Results are presented as KRd-ASCT-KRd vs KRd12 vs KCd-ASCT-KCd

• Median follow-up = 20 months
• During treatment depth of response improved in all three arms
• Rates of pre-maintenance response:
  • sCR: 44% vs 43% vs 32% (KRd-ASCT-KRd vs KCd-ASCT-KCd, P = 0.047; KRd12 vs KCd-ASCT-KCd, P = 0.028)
  • ≥ CR + unconfirmed CR (missing immunofixation confirmation): 60% vs 61% vs 47%
  • ≥ VGPR: 89% vs 87% vs 76% (KRd-ASCT-KRd vs KCd-ASCT-KCd, P = 0.002; KRd12 vs KCd-ASCT-KCd, P = 0.008)
• Rates of pre-maintenance MRD negativity: 58% vs 54% vs 42% (KRd-ASCT-KRd vs KCd-ASCT-KCd, P = 0.009, odds ratio [OR] = 2.02; KRd12 vs KCd-ASCT-KCd, P = 0.042, OR = 1.73)
• Patients achieving extended (obtained ≥ 6 months apart) MRD negative status: 82% vs 78% vs 88%
• Treatment-related grade 3–4 adverse events (AEs) (without considering those related to ASCT):
  • Neutropenia: 17% vs 11% vs 11%
  • Thrombocytopenia: 8% vs 8% vs 6%
  • Infections: 10% vs 13% vs 9%
  • Dermatologic AEs: 6% vs 13% vs 1%
  • Increase in liver enzymes: 8% vs 10% vs 1%
  • Hypertension: 3% vs 8% vs 3%
• Discontinuation due to AEs: 8% vs 8% vs 7%

Conclusions

The updated results of the FORTE trial show that the treatment was well tolerated.

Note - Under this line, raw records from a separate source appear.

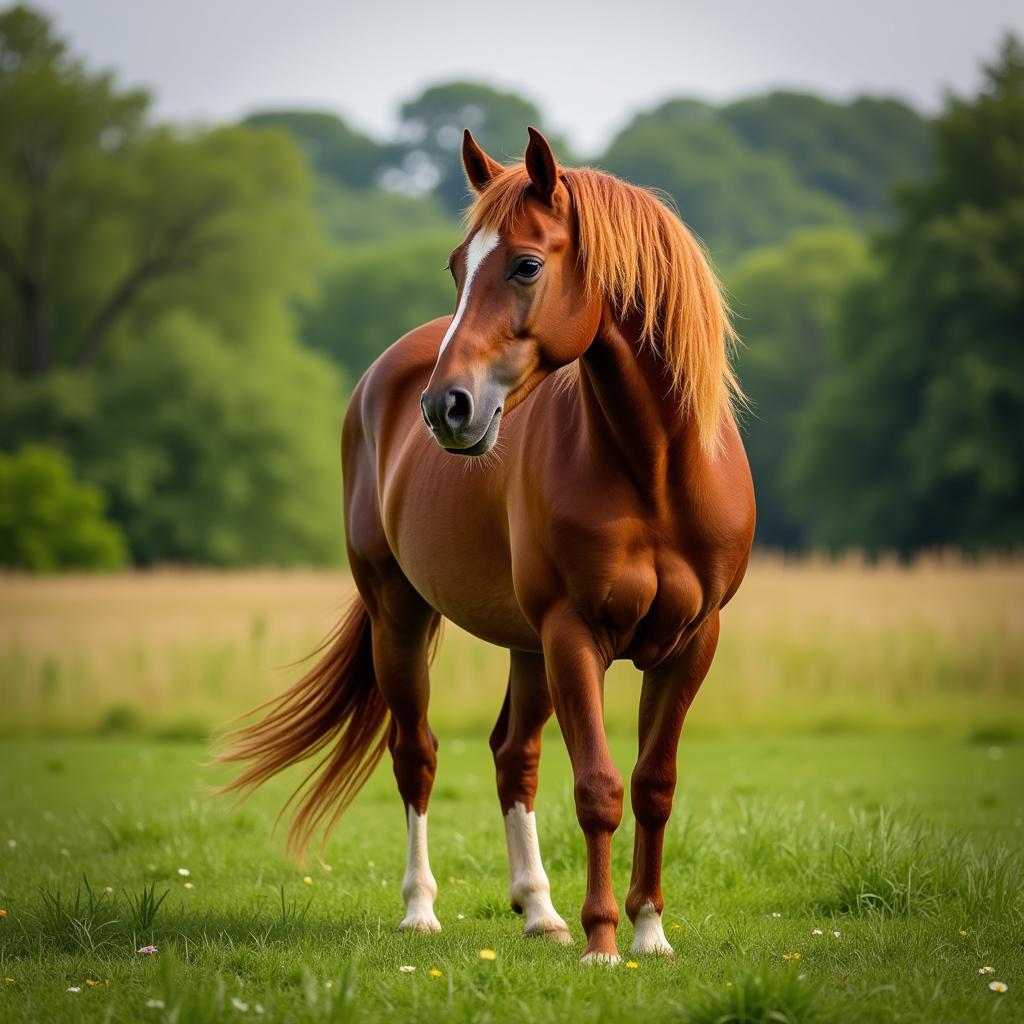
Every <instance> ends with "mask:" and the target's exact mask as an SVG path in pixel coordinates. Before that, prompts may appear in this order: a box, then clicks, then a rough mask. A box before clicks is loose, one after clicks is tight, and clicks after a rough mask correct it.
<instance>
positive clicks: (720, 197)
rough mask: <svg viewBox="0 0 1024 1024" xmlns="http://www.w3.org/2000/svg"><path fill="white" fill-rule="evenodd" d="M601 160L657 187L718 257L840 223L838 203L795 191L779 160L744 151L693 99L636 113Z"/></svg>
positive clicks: (842, 207)
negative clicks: (659, 189)
mask: <svg viewBox="0 0 1024 1024" xmlns="http://www.w3.org/2000/svg"><path fill="white" fill-rule="evenodd" d="M601 162H602V164H603V166H605V167H606V168H607V169H608V170H610V171H611V172H612V173H614V174H618V175H621V176H622V177H625V178H628V179H629V180H631V181H636V182H640V183H642V184H646V185H656V186H657V187H658V188H663V189H665V191H667V193H668V194H669V195H670V196H671V197H672V199H673V201H674V202H675V204H676V206H677V208H678V209H679V212H680V215H681V216H682V218H683V220H685V221H686V223H687V224H688V225H689V226H690V227H692V228H693V230H695V231H696V232H697V234H699V236H700V238H701V239H702V240H703V241H705V242H706V243H707V245H708V247H709V248H710V250H711V252H712V254H713V255H714V256H715V257H716V258H717V259H720V260H721V259H730V258H733V257H735V256H736V255H737V254H738V253H740V252H742V251H743V250H745V249H750V248H751V247H753V246H759V245H770V244H774V243H777V242H778V241H779V240H781V239H783V238H784V237H785V236H786V234H788V233H790V232H791V231H793V230H796V229H797V228H800V227H809V226H813V225H822V224H842V223H844V222H845V221H846V220H847V213H846V211H845V209H844V208H843V206H842V205H841V204H839V203H838V202H836V201H835V200H833V199H830V198H829V197H827V196H825V195H823V194H821V193H816V191H813V190H811V189H808V188H806V187H804V186H802V185H801V184H800V182H799V181H798V178H797V175H796V173H795V172H794V171H793V169H792V168H791V167H790V166H788V165H787V164H786V163H785V161H783V160H782V159H781V158H780V157H778V156H775V155H773V154H770V153H758V152H756V151H754V150H752V148H751V147H750V146H748V145H746V144H745V143H744V142H743V140H742V138H741V137H740V136H739V134H738V133H737V132H736V131H734V130H733V129H732V128H731V127H730V126H729V125H728V124H727V123H725V122H724V121H723V120H722V118H721V117H720V115H719V113H718V111H717V110H716V109H715V108H713V106H710V105H708V104H706V103H700V102H697V101H695V100H689V99H679V100H671V101H670V102H667V103H664V104H663V105H662V106H658V108H657V109H655V110H653V111H651V112H649V113H646V114H640V115H638V116H637V117H636V119H635V120H634V121H633V123H632V124H630V125H629V126H628V127H627V128H625V129H624V130H623V131H622V132H621V133H620V135H618V136H617V137H616V138H615V139H614V140H613V141H612V143H611V145H610V146H609V148H608V151H607V153H605V155H604V157H603V158H602V161H601Z"/></svg>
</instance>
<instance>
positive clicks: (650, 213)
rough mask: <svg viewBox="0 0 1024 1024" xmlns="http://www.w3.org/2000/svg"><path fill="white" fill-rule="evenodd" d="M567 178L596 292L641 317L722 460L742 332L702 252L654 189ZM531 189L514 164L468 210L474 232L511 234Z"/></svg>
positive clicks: (620, 182)
mask: <svg viewBox="0 0 1024 1024" xmlns="http://www.w3.org/2000/svg"><path fill="white" fill-rule="evenodd" d="M560 173H561V177H562V181H564V183H565V186H566V188H567V189H568V191H569V196H570V197H571V200H572V207H573V211H574V213H575V218H577V223H578V225H579V248H580V258H581V261H582V266H583V270H584V273H585V275H586V280H587V287H588V288H589V289H591V290H592V291H597V292H600V293H601V294H602V295H604V296H606V297H607V299H608V300H609V301H610V302H611V303H613V305H614V307H615V308H616V309H617V310H618V311H620V312H621V313H623V314H627V313H631V312H637V313H638V314H639V315H640V316H641V317H642V321H643V341H644V342H645V343H646V344H649V345H651V346H652V347H653V348H654V349H655V351H657V352H658V353H659V354H660V356H662V358H663V359H664V361H665V366H666V370H667V371H668V374H669V377H670V378H671V380H672V383H673V386H674V387H675V388H676V389H677V390H678V392H679V394H680V397H681V399H682V406H683V409H684V411H686V412H688V413H689V414H690V415H692V416H693V419H694V421H695V423H696V426H697V432H698V435H699V438H700V444H701V447H702V449H703V450H705V451H706V452H707V453H709V454H710V455H714V453H715V452H716V451H717V450H718V446H719V441H720V428H721V425H722V422H723V420H728V419H731V417H732V415H733V403H734V402H737V401H738V402H741V401H742V400H743V399H742V392H741V390H740V388H739V383H738V381H737V380H736V378H735V376H734V375H733V372H732V368H731V366H730V364H729V355H730V349H731V347H732V345H733V343H734V341H735V333H734V331H733V329H732V326H731V325H730V323H729V311H728V308H727V306H726V304H725V301H724V299H723V297H722V290H721V287H720V286H719V283H718V279H717V278H716V275H715V272H714V270H712V268H711V266H710V265H709V263H708V259H707V257H706V256H705V252H703V249H702V248H701V246H700V244H699V242H697V240H696V239H695V238H694V237H693V236H692V234H691V233H690V232H689V231H688V230H687V228H686V227H685V225H684V224H683V222H682V221H681V220H680V219H679V218H678V217H677V216H676V215H675V214H674V213H673V212H672V211H671V210H670V209H669V208H668V207H667V206H666V205H665V204H664V203H663V202H662V201H660V200H659V199H658V198H657V196H656V194H654V193H652V191H650V190H649V189H646V188H640V187H637V186H636V185H631V184H627V183H626V182H625V181H621V180H620V179H618V178H615V177H612V176H611V175H610V174H604V173H602V172H601V171H595V170H592V169H590V168H579V169H573V170H565V169H563V170H562V171H561V172H560ZM529 184H530V182H529V175H528V174H527V173H526V169H525V167H524V166H522V165H518V166H515V167H509V168H507V169H506V170H505V171H504V172H503V173H502V174H499V175H498V176H497V177H496V178H494V179H493V180H492V182H490V183H489V184H488V185H487V186H486V188H484V190H483V191H482V193H481V194H480V195H479V196H478V197H477V199H476V201H475V202H474V203H473V205H472V206H471V207H470V208H469V210H468V211H467V214H466V220H467V224H468V226H469V227H470V228H480V227H485V228H488V229H490V230H497V231H501V230H505V229H506V228H508V227H509V226H510V224H511V223H512V222H513V221H514V220H515V218H516V216H517V214H518V212H519V211H520V209H521V208H522V204H523V201H524V200H525V196H526V191H527V189H528V188H529Z"/></svg>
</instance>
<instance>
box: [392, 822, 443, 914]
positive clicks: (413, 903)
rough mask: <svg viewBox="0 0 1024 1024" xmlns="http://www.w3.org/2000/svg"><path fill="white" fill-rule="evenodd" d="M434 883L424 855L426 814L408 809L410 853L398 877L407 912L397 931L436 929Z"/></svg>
mask: <svg viewBox="0 0 1024 1024" xmlns="http://www.w3.org/2000/svg"><path fill="white" fill-rule="evenodd" d="M436 897H437V883H436V882H435V881H434V877H433V874H432V873H431V871H430V859H429V857H428V856H427V816H426V814H417V813H416V811H415V810H414V809H413V808H412V807H410V809H409V857H408V859H407V861H406V877H404V878H403V879H402V880H401V898H402V899H403V900H404V901H406V916H404V918H403V919H402V921H401V924H400V925H399V926H398V930H399V931H402V932H404V931H412V932H439V931H440V930H441V925H440V922H439V921H438V920H437V918H436V916H435V914H434V900H435V899H436Z"/></svg>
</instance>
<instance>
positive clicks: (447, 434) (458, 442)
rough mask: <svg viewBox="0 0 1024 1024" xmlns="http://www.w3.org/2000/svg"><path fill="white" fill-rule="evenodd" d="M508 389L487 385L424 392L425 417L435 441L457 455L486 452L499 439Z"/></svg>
mask: <svg viewBox="0 0 1024 1024" xmlns="http://www.w3.org/2000/svg"><path fill="white" fill-rule="evenodd" d="M504 398H505V394H504V391H503V390H502V389H500V388H498V387H497V386H496V385H494V384H490V383H488V384H486V385H484V386H483V387H479V388H477V389H476V394H475V395H474V394H473V392H472V391H470V390H469V389H468V388H465V387H455V386H454V387H449V388H446V389H444V390H443V391H441V392H440V393H438V394H436V395H431V394H430V393H429V392H428V391H424V392H423V394H422V395H420V411H421V412H422V413H423V420H424V422H425V423H426V425H427V426H428V427H429V428H430V431H431V433H432V434H433V435H434V440H436V441H437V443H438V444H440V446H441V447H442V449H444V451H445V452H450V453H452V454H453V455H470V456H473V455H486V453H487V452H489V451H490V450H492V449H493V447H494V446H495V442H496V441H497V440H498V431H499V429H500V427H501V419H502V403H503V401H504Z"/></svg>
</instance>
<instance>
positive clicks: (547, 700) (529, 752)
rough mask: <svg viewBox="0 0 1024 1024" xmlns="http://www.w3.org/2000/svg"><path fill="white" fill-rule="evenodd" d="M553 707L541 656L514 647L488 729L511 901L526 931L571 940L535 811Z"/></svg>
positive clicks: (527, 934)
mask: <svg viewBox="0 0 1024 1024" xmlns="http://www.w3.org/2000/svg"><path fill="white" fill-rule="evenodd" d="M551 712H552V708H551V697H550V695H549V694H548V681H547V679H546V677H545V673H544V656H543V655H541V654H528V653H525V652H523V651H512V652H511V667H510V669H509V686H508V691H507V692H506V694H505V703H504V706H503V707H502V713H501V715H500V716H499V718H498V723H497V725H496V726H495V729H494V732H492V734H490V749H492V751H493V752H494V755H495V768H496V770H497V774H498V799H499V800H500V801H501V806H502V814H503V815H504V816H505V838H506V841H507V843H508V851H509V902H510V903H511V904H512V909H513V910H515V911H516V912H517V913H522V914H524V916H525V919H526V922H525V934H526V935H527V936H545V937H547V938H550V939H553V940H555V941H556V942H571V938H570V937H569V930H568V928H567V927H566V926H565V922H564V921H562V919H561V918H560V916H559V914H558V912H557V911H556V910H555V908H554V906H553V905H552V902H551V886H550V884H549V883H548V876H547V873H546V872H545V870H544V864H543V863H542V862H541V848H540V845H539V843H538V839H537V817H536V814H535V812H534V797H535V795H536V794H537V769H538V762H539V761H540V758H541V732H542V730H543V729H544V723H545V722H547V721H548V719H549V718H550V717H551Z"/></svg>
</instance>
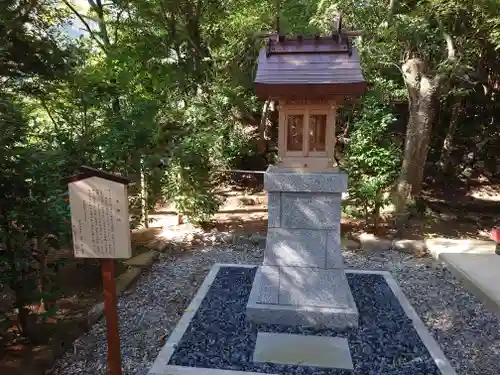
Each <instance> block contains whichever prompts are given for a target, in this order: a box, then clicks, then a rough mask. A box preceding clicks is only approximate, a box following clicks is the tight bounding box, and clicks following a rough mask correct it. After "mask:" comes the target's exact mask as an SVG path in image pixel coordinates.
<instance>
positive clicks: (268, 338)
mask: <svg viewBox="0 0 500 375" xmlns="http://www.w3.org/2000/svg"><path fill="white" fill-rule="evenodd" d="M253 360H254V362H270V363H278V364H285V365H286V364H288V365H302V366H316V367H326V368H337V369H347V370H353V369H354V366H353V364H352V359H351V353H350V351H349V344H348V342H347V339H345V338H343V337H329V336H305V335H292V334H288V333H272V332H258V333H257V341H256V343H255V350H254V354H253Z"/></svg>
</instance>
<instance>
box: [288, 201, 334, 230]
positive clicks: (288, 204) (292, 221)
mask: <svg viewBox="0 0 500 375" xmlns="http://www.w3.org/2000/svg"><path fill="white" fill-rule="evenodd" d="M340 206H341V197H340V193H328V194H327V193H282V194H281V226H282V227H284V228H298V229H335V230H337V231H340V229H339V226H340V211H341V209H340Z"/></svg>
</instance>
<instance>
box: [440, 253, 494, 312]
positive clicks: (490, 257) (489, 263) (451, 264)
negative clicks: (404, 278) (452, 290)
mask: <svg viewBox="0 0 500 375" xmlns="http://www.w3.org/2000/svg"><path fill="white" fill-rule="evenodd" d="M440 259H441V261H442V262H443V263H444V264H446V266H447V267H448V269H449V270H450V272H451V273H452V274H453V275H454V276H455V277H456V278H458V279H459V280H461V281H462V282H463V283H464V285H465V286H466V288H467V289H468V290H469V291H470V292H471V293H472V294H474V295H475V296H476V297H477V298H479V299H480V300H481V301H482V302H483V303H484V305H485V306H486V307H487V308H488V309H489V310H490V311H491V312H493V313H494V314H496V315H497V316H499V317H500V256H499V255H496V254H494V253H493V254H471V253H462V254H458V253H457V254H453V253H443V254H441V257H440Z"/></svg>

KRd-ASCT-KRd and KRd12 significantly improved rates of sCR, VGPR and MRD negativity compared to KCd-ACST-KCd. These rates were similar between the KRd-ASCT-KRd and KRd12 arms. Longer follow-up of participants will allow to evaluate progression-free survival and overall survival rates.